I chuckled, “I’ll get it today and get the boss to take it out of your wages during the summer.”

That done he put it on my finger and I kissed him before paying the account and we went back to the hotel.

On the way in I asked, “Tonight, I want to eat before bed, those late night snacks are no good for my stomach,” so we had a drink until the restaurant opened and then ate our dinner before going up to bed.

I think the waiting did him good because he was extra full when he finally came and I had to get out of bed carefully and go and clean up afterwards.

We stayed in bed until mid-morning Sunday and then showered, dressed and went out to find somewhere for brunch. After I had paid the account I put my suitcase in my car. His clothes were getting a bit whiffy by now so he took me back to his rooms where I waited until he changed, there being a ‘No Sex’ rule in the quarters.
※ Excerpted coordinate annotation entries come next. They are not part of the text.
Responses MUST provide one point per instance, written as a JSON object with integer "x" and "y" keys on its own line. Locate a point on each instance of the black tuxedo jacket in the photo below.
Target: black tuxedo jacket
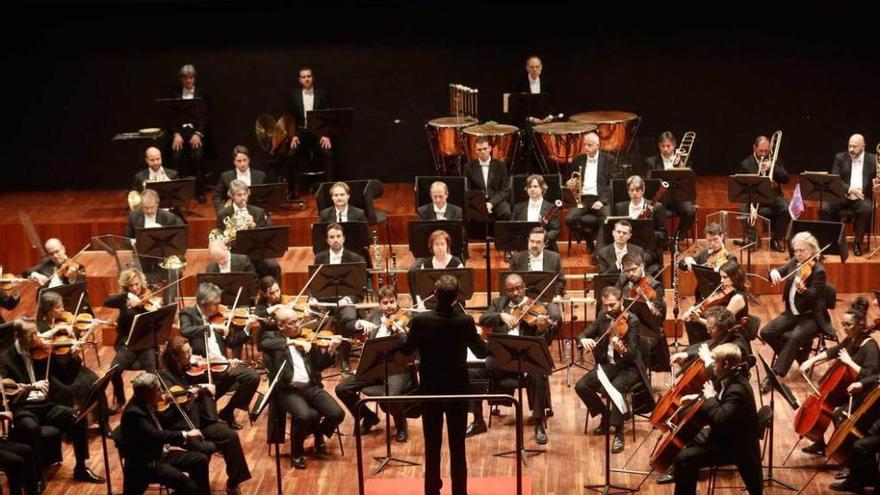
{"x": 426, "y": 212}
{"x": 498, "y": 189}
{"x": 221, "y": 192}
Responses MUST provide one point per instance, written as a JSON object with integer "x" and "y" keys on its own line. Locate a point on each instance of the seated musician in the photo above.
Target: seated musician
{"x": 439, "y": 208}
{"x": 667, "y": 159}
{"x": 596, "y": 169}
{"x": 36, "y": 407}
{"x": 130, "y": 303}
{"x": 860, "y": 353}
{"x": 609, "y": 258}
{"x": 144, "y": 444}
{"x": 489, "y": 175}
{"x": 733, "y": 295}
{"x": 150, "y": 215}
{"x": 806, "y": 313}
{"x": 56, "y": 268}
{"x": 380, "y": 324}
{"x": 619, "y": 358}
{"x": 154, "y": 172}
{"x": 241, "y": 159}
{"x": 201, "y": 320}
{"x": 299, "y": 391}
{"x": 341, "y": 211}
{"x": 536, "y": 207}
{"x": 500, "y": 317}
{"x": 202, "y": 413}
{"x": 857, "y": 169}
{"x": 777, "y": 211}
{"x": 732, "y": 437}
{"x": 637, "y": 204}
{"x": 632, "y": 283}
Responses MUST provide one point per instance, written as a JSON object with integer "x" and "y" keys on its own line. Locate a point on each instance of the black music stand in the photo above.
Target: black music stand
{"x": 262, "y": 242}
{"x": 269, "y": 197}
{"x": 96, "y": 398}
{"x": 520, "y": 354}
{"x": 379, "y": 360}
{"x": 833, "y": 233}
{"x": 777, "y": 386}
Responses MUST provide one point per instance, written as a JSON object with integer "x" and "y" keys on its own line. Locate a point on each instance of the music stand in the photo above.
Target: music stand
{"x": 833, "y": 233}
{"x": 262, "y": 242}
{"x": 229, "y": 283}
{"x": 379, "y": 360}
{"x": 96, "y": 398}
{"x": 520, "y": 354}
{"x": 269, "y": 197}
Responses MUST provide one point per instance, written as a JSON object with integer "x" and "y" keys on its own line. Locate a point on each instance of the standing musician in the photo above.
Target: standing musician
{"x": 442, "y": 337}
{"x": 536, "y": 208}
{"x": 777, "y": 211}
{"x": 504, "y": 316}
{"x": 144, "y": 446}
{"x": 857, "y": 169}
{"x": 733, "y": 295}
{"x": 635, "y": 284}
{"x": 36, "y": 408}
{"x": 859, "y": 352}
{"x": 345, "y": 313}
{"x": 389, "y": 320}
{"x": 617, "y": 353}
{"x": 202, "y": 413}
{"x": 596, "y": 169}
{"x": 132, "y": 301}
{"x": 241, "y": 159}
{"x": 609, "y": 258}
{"x": 299, "y": 390}
{"x": 439, "y": 208}
{"x": 490, "y": 176}
{"x": 667, "y": 159}
{"x": 341, "y": 211}
{"x": 205, "y": 318}
{"x": 732, "y": 437}
{"x": 806, "y": 313}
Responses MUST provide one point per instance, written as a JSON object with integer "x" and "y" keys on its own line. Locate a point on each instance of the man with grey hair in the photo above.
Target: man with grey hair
{"x": 199, "y": 324}
{"x": 187, "y": 119}
{"x": 143, "y": 447}
{"x": 858, "y": 171}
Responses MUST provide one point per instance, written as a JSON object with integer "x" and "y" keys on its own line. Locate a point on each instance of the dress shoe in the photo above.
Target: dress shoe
{"x": 540, "y": 435}
{"x": 476, "y": 428}
{"x": 86, "y": 474}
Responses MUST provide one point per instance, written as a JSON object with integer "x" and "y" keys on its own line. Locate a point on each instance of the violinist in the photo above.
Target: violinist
{"x": 202, "y": 412}
{"x": 508, "y": 314}
{"x": 205, "y": 318}
{"x": 536, "y": 208}
{"x": 131, "y": 301}
{"x": 806, "y": 313}
{"x": 732, "y": 436}
{"x": 299, "y": 391}
{"x": 732, "y": 294}
{"x": 635, "y": 284}
{"x": 36, "y": 408}
{"x": 389, "y": 320}
{"x": 859, "y": 352}
{"x": 614, "y": 341}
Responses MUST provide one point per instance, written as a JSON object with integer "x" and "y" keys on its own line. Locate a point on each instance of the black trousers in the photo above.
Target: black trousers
{"x": 588, "y": 388}
{"x": 313, "y": 411}
{"x": 432, "y": 424}
{"x": 169, "y": 471}
{"x": 788, "y": 334}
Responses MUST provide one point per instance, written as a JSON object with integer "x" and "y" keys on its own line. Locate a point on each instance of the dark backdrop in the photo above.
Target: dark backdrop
{"x": 79, "y": 73}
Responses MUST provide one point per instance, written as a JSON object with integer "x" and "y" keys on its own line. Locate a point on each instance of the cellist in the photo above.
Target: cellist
{"x": 858, "y": 351}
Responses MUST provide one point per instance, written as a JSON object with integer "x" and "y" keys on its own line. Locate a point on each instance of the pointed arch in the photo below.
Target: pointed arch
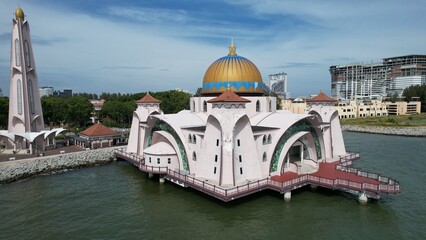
{"x": 258, "y": 106}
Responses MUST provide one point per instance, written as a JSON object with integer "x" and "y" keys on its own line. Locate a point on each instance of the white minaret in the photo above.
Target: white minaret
{"x": 25, "y": 113}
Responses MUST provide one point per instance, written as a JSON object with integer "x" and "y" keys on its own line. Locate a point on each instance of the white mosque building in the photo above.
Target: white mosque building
{"x": 233, "y": 141}
{"x": 233, "y": 133}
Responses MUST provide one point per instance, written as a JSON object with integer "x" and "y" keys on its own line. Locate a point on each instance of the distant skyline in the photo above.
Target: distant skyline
{"x": 128, "y": 46}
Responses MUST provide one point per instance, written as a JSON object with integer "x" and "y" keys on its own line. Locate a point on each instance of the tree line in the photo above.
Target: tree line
{"x": 117, "y": 111}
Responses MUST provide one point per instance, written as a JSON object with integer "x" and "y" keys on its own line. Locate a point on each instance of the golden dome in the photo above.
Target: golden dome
{"x": 232, "y": 72}
{"x": 19, "y": 13}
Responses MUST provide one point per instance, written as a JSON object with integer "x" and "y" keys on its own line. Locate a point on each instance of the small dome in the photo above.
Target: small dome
{"x": 232, "y": 72}
{"x": 19, "y": 13}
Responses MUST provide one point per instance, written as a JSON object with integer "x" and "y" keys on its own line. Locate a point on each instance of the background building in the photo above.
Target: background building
{"x": 403, "y": 108}
{"x": 278, "y": 84}
{"x": 65, "y": 93}
{"x": 46, "y": 91}
{"x": 377, "y": 80}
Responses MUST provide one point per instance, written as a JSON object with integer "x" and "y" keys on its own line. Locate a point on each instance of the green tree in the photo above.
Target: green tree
{"x": 198, "y": 92}
{"x": 78, "y": 111}
{"x": 117, "y": 112}
{"x": 4, "y": 112}
{"x": 54, "y": 111}
{"x": 173, "y": 101}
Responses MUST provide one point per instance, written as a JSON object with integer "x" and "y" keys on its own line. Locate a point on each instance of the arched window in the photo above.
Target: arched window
{"x": 204, "y": 106}
{"x": 19, "y": 95}
{"x": 17, "y": 53}
{"x": 31, "y": 96}
{"x": 27, "y": 54}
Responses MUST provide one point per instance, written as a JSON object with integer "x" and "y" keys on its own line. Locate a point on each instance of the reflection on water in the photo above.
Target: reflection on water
{"x": 117, "y": 201}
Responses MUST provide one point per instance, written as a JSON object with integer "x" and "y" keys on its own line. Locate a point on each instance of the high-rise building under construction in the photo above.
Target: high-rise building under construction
{"x": 390, "y": 76}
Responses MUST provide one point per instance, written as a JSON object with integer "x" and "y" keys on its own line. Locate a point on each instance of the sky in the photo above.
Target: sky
{"x": 124, "y": 46}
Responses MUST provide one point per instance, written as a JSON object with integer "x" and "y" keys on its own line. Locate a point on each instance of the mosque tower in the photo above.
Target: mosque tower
{"x": 25, "y": 113}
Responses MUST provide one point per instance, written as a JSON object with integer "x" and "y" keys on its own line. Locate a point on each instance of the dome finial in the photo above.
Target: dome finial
{"x": 232, "y": 48}
{"x": 19, "y": 13}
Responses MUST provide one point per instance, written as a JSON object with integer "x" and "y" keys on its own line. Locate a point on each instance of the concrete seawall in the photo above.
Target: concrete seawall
{"x": 16, "y": 170}
{"x": 401, "y": 131}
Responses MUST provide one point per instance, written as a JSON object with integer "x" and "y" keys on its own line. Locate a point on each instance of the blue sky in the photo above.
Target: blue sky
{"x": 137, "y": 46}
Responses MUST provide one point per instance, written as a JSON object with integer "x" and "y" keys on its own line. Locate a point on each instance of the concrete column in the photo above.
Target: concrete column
{"x": 161, "y": 179}
{"x": 362, "y": 198}
{"x": 287, "y": 196}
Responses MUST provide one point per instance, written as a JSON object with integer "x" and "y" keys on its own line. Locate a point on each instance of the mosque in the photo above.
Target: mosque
{"x": 233, "y": 141}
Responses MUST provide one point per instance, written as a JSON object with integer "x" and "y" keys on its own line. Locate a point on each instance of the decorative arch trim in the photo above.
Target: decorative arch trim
{"x": 300, "y": 126}
{"x": 163, "y": 126}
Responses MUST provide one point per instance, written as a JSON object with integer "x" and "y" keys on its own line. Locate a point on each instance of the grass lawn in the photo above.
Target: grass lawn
{"x": 416, "y": 120}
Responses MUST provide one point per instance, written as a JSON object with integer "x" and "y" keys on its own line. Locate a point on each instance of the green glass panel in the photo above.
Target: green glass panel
{"x": 301, "y": 126}
{"x": 160, "y": 125}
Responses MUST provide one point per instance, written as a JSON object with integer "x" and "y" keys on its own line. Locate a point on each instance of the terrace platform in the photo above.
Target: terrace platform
{"x": 339, "y": 175}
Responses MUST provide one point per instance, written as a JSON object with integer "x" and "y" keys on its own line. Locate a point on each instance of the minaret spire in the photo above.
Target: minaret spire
{"x": 25, "y": 113}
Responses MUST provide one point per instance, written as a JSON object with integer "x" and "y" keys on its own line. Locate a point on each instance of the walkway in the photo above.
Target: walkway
{"x": 337, "y": 175}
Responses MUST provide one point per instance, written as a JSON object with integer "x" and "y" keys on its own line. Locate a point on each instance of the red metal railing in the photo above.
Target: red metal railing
{"x": 386, "y": 184}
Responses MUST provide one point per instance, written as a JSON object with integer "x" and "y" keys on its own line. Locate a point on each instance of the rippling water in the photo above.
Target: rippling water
{"x": 117, "y": 201}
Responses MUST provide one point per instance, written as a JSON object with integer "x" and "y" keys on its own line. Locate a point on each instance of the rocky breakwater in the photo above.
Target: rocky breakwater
{"x": 16, "y": 170}
{"x": 401, "y": 131}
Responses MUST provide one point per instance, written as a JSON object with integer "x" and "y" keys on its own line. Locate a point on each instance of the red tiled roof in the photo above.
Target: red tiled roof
{"x": 148, "y": 99}
{"x": 321, "y": 97}
{"x": 228, "y": 96}
{"x": 98, "y": 130}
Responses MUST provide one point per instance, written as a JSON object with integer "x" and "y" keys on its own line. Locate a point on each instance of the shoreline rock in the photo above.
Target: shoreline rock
{"x": 13, "y": 171}
{"x": 399, "y": 131}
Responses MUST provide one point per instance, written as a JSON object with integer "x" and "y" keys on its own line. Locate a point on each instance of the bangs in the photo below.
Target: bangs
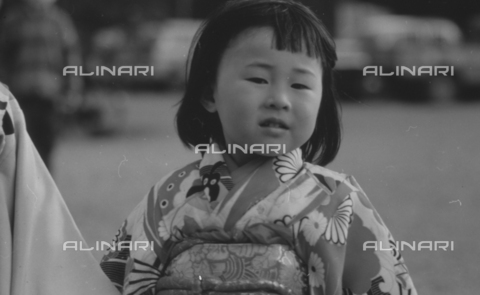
{"x": 296, "y": 29}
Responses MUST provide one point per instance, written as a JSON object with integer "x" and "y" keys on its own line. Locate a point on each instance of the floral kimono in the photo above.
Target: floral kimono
{"x": 277, "y": 225}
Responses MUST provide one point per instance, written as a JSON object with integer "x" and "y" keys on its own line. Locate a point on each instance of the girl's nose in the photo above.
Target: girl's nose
{"x": 278, "y": 99}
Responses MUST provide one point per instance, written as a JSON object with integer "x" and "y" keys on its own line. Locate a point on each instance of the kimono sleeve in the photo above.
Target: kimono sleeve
{"x": 132, "y": 263}
{"x": 372, "y": 262}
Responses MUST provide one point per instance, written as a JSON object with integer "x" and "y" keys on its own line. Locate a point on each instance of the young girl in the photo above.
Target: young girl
{"x": 260, "y": 73}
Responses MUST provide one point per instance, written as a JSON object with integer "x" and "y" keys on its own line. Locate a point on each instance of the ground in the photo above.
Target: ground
{"x": 419, "y": 165}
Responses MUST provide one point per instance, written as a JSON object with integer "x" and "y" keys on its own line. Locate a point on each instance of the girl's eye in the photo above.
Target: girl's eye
{"x": 299, "y": 86}
{"x": 257, "y": 80}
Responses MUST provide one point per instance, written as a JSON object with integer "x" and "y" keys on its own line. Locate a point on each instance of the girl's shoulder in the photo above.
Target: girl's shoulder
{"x": 332, "y": 179}
{"x": 174, "y": 178}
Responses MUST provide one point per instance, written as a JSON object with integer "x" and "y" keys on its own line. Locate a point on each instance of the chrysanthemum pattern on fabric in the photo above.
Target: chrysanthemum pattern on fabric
{"x": 283, "y": 202}
{"x": 288, "y": 165}
{"x": 337, "y": 228}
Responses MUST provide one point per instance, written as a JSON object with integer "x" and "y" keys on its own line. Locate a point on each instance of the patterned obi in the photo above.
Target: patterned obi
{"x": 235, "y": 269}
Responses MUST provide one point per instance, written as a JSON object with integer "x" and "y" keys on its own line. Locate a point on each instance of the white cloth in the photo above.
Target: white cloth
{"x": 35, "y": 221}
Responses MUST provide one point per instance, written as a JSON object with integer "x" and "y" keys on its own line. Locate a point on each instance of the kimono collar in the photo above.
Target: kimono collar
{"x": 284, "y": 166}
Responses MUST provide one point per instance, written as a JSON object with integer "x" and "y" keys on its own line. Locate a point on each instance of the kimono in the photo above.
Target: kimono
{"x": 277, "y": 226}
{"x": 35, "y": 222}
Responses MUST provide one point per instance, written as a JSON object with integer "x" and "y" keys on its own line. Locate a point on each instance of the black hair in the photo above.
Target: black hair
{"x": 296, "y": 28}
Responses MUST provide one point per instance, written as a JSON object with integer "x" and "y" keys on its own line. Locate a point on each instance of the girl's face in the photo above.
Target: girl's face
{"x": 266, "y": 96}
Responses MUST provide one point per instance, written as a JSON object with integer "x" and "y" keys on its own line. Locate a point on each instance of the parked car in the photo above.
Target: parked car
{"x": 162, "y": 46}
{"x": 389, "y": 42}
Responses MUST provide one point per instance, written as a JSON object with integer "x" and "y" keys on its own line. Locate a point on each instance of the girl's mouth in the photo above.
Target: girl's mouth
{"x": 274, "y": 123}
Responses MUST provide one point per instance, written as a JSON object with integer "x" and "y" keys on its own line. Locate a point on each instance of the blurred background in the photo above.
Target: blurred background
{"x": 412, "y": 142}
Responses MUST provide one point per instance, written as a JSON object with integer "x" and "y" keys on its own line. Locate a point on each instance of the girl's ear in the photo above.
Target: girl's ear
{"x": 208, "y": 100}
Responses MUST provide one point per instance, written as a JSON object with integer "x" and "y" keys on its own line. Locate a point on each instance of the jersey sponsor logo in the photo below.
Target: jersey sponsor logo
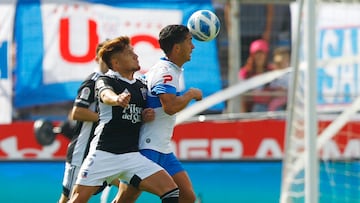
{"x": 143, "y": 92}
{"x": 100, "y": 84}
{"x": 167, "y": 78}
{"x": 85, "y": 93}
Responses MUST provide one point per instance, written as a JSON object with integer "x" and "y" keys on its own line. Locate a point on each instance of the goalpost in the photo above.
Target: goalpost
{"x": 312, "y": 172}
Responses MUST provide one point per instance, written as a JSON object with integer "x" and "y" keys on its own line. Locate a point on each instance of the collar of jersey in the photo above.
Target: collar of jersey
{"x": 117, "y": 75}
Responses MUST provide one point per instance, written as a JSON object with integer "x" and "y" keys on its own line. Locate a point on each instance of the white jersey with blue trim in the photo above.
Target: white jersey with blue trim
{"x": 163, "y": 78}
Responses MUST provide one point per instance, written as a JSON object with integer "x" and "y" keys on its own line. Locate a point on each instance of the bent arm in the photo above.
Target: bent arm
{"x": 173, "y": 104}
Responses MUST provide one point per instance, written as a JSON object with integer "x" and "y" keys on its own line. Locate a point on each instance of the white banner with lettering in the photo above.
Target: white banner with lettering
{"x": 79, "y": 27}
{"x": 6, "y": 33}
{"x": 338, "y": 53}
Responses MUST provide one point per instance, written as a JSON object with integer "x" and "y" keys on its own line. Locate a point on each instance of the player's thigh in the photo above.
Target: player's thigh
{"x": 82, "y": 193}
{"x": 183, "y": 181}
{"x": 158, "y": 183}
{"x": 127, "y": 193}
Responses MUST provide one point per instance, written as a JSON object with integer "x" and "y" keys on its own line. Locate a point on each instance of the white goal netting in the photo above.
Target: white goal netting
{"x": 337, "y": 136}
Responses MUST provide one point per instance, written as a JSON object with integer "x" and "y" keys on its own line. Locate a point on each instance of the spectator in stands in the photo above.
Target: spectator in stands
{"x": 281, "y": 60}
{"x": 257, "y": 63}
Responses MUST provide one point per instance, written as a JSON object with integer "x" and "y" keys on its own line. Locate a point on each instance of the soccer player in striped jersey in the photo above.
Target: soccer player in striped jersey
{"x": 122, "y": 110}
{"x": 84, "y": 112}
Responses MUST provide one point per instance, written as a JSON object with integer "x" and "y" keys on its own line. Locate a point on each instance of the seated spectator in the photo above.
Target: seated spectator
{"x": 281, "y": 60}
{"x": 257, "y": 63}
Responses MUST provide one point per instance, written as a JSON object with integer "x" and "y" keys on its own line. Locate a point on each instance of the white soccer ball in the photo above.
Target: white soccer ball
{"x": 204, "y": 25}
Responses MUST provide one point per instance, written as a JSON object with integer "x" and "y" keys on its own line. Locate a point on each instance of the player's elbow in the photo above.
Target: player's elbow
{"x": 170, "y": 111}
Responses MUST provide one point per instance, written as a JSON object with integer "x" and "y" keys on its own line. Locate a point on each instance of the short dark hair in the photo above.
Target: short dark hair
{"x": 112, "y": 47}
{"x": 171, "y": 35}
{"x": 101, "y": 44}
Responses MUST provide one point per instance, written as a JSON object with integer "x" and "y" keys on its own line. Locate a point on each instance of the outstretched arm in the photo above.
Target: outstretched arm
{"x": 173, "y": 104}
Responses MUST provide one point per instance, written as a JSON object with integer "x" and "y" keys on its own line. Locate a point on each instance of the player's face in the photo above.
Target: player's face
{"x": 127, "y": 60}
{"x": 186, "y": 48}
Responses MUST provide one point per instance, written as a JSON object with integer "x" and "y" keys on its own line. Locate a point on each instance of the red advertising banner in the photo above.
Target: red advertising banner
{"x": 219, "y": 140}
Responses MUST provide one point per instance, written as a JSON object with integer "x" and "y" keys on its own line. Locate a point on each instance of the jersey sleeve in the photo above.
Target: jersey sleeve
{"x": 103, "y": 83}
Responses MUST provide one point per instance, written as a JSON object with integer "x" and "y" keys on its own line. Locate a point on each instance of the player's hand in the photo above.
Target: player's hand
{"x": 197, "y": 94}
{"x": 148, "y": 114}
{"x": 123, "y": 99}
We then strolled around the city sights and had a good lunch before he went back to studies. I went and got in my car to drive home, arriving late in the afternoon.

During my time down at the cottage Albert had been busy. I now had papers to change Susan’s name to Samantha that I signed and they got put through.

We worked with the clinic and they were able to re-issue the paperwork for Samantha Saunders with an unknown date of birth, to Samantha Schurbert with the birthday in December 2043.

Thus, I became genuinely Samantha Schurbert, daughter of Albert, and he couldn’t be more pleased. When the brothers were told there was a mixed reaction; the nice one giving me a hug and a kiss and saying “Hello, little sister” while the other just gave me a hug and said nothing.

Albert asked me what I would like to do in the company and I said I would like to work in HR.

I started in March and really enjoyed having a purpose to wake up to. With my wide experience of being both male and female and sometimes in-between I was able to work with everyone who came to see me and soon got a nickname of “Auntie Samantha”.

There was an underground LGTB group in the factory and I was able to commandeer a room for them to use for their meetings and they appointed me as their ‘Honorary Woman in Charge’ so I got a badge made with that which I wore whenever one of them made an appointment for a visit to HR.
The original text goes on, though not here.